AS PRESSUPOSTAS FACULDADES DA ALMA E SUA FUNÇÃO


Visto que já dissemos pouco antes que as faculdades da alma estão sediadas na mente e no coração, consideremos agora de que poder se reveste uma e outra dessas partes do ser. Na verdade os filósofos imaginam com avultado consenso que é na mente que se radica a Razão, a qual, à semelhança de uma lâmpada, ilumina a todas
as decisões, e à maneira de uma rainha governa a vontade.

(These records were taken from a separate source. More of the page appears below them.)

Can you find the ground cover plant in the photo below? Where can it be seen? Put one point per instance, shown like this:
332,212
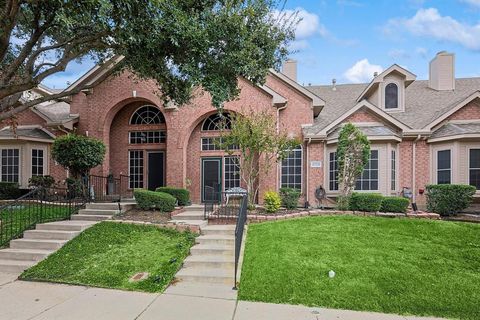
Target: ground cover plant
109,254
401,266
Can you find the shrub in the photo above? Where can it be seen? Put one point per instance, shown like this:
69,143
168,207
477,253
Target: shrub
367,202
394,204
182,195
289,197
162,201
272,201
447,199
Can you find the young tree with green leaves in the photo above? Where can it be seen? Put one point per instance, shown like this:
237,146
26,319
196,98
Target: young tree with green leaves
353,152
260,144
182,44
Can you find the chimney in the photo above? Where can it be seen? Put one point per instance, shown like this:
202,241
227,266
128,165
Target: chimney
442,72
290,69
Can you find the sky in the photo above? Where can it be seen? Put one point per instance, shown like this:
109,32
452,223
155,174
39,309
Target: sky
349,40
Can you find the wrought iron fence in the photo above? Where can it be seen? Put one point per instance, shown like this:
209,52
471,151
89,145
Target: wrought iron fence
38,206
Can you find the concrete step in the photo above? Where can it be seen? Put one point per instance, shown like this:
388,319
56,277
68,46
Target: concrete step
219,229
15,266
50,234
204,249
216,239
37,244
67,225
210,261
99,212
206,275
23,254
90,217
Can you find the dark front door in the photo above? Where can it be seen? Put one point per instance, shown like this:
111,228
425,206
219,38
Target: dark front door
156,165
211,178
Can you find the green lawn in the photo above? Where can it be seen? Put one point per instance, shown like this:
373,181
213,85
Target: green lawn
400,266
109,254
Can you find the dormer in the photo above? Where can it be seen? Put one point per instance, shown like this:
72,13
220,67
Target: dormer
387,89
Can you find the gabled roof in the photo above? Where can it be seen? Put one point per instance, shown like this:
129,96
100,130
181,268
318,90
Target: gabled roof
409,78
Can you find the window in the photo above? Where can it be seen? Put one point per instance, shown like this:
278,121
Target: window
217,122
214,144
333,171
444,167
391,96
369,178
292,169
393,182
147,115
156,136
10,165
37,162
136,169
232,172
474,168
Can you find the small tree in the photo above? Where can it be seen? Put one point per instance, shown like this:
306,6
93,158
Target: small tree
78,153
353,151
255,134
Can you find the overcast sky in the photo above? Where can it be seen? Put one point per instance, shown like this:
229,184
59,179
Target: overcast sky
351,39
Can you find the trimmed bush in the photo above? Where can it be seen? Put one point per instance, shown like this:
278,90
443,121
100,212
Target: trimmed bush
147,199
272,201
289,197
367,202
182,195
394,204
448,199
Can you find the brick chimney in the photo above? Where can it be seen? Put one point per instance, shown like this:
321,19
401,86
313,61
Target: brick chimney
442,72
289,69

Pois, a tal ponto supõem ter sido a mesma banhada da luz divina para que possa decidir com muito acerto, e nesse poder exceler a tal ponto que possa reger com muita eficiência. Em contraposição, imaginam que a sensibilidade está tão embotada e tão eivada de obtusidade de visão, que sempre rasteje ao solo e se revolva nos mais vis objetos, nem jamais se alce ao verdadeiro discernimento; o apetite, se porventura consegue obedecer à razão, nem se deixa sujeitar à sensibilidade, é levado ao cultivo das virtudes, a reta via conserva e em vontade se conforma; se entretanto se entrega à servidão da sensibilidade,
é por ela a tal ponto corrompido e depravado, que degenera em concupiscência.
E como, segundo a opinião deles, dentro em nós subsistem plenamente essas faculdades da alma que acima referi – intelecto, sensibilidade e apetite ou vontade –, sendo esta última designação já agora recebida em uso mais vulgarizado, postulam esses filósofos que o intelecto é dotado da razão, a mais sublimada gestora para
se viver bem e afortunadamente, contanto que o próprio intelecto se sustenha em sua excelência e dê vazão à força de natureza a si conferida. Seu impulso inferior, porém, que se denomina sensibilidade, mercê da qual o homem é arrastado ao erro
e ao engano, é tal que pode ser domado e aos poucos quebrantado pela palmatória da razão. Além disso, a meio caminho entre a razão e a sensibilidade colocam a vontade, naturalmente senhora de seu direito e de sua liberdade, seja que lhe apraza obedecer à razão, seja prostituir-se à sensibilidade, para ser dela violentada.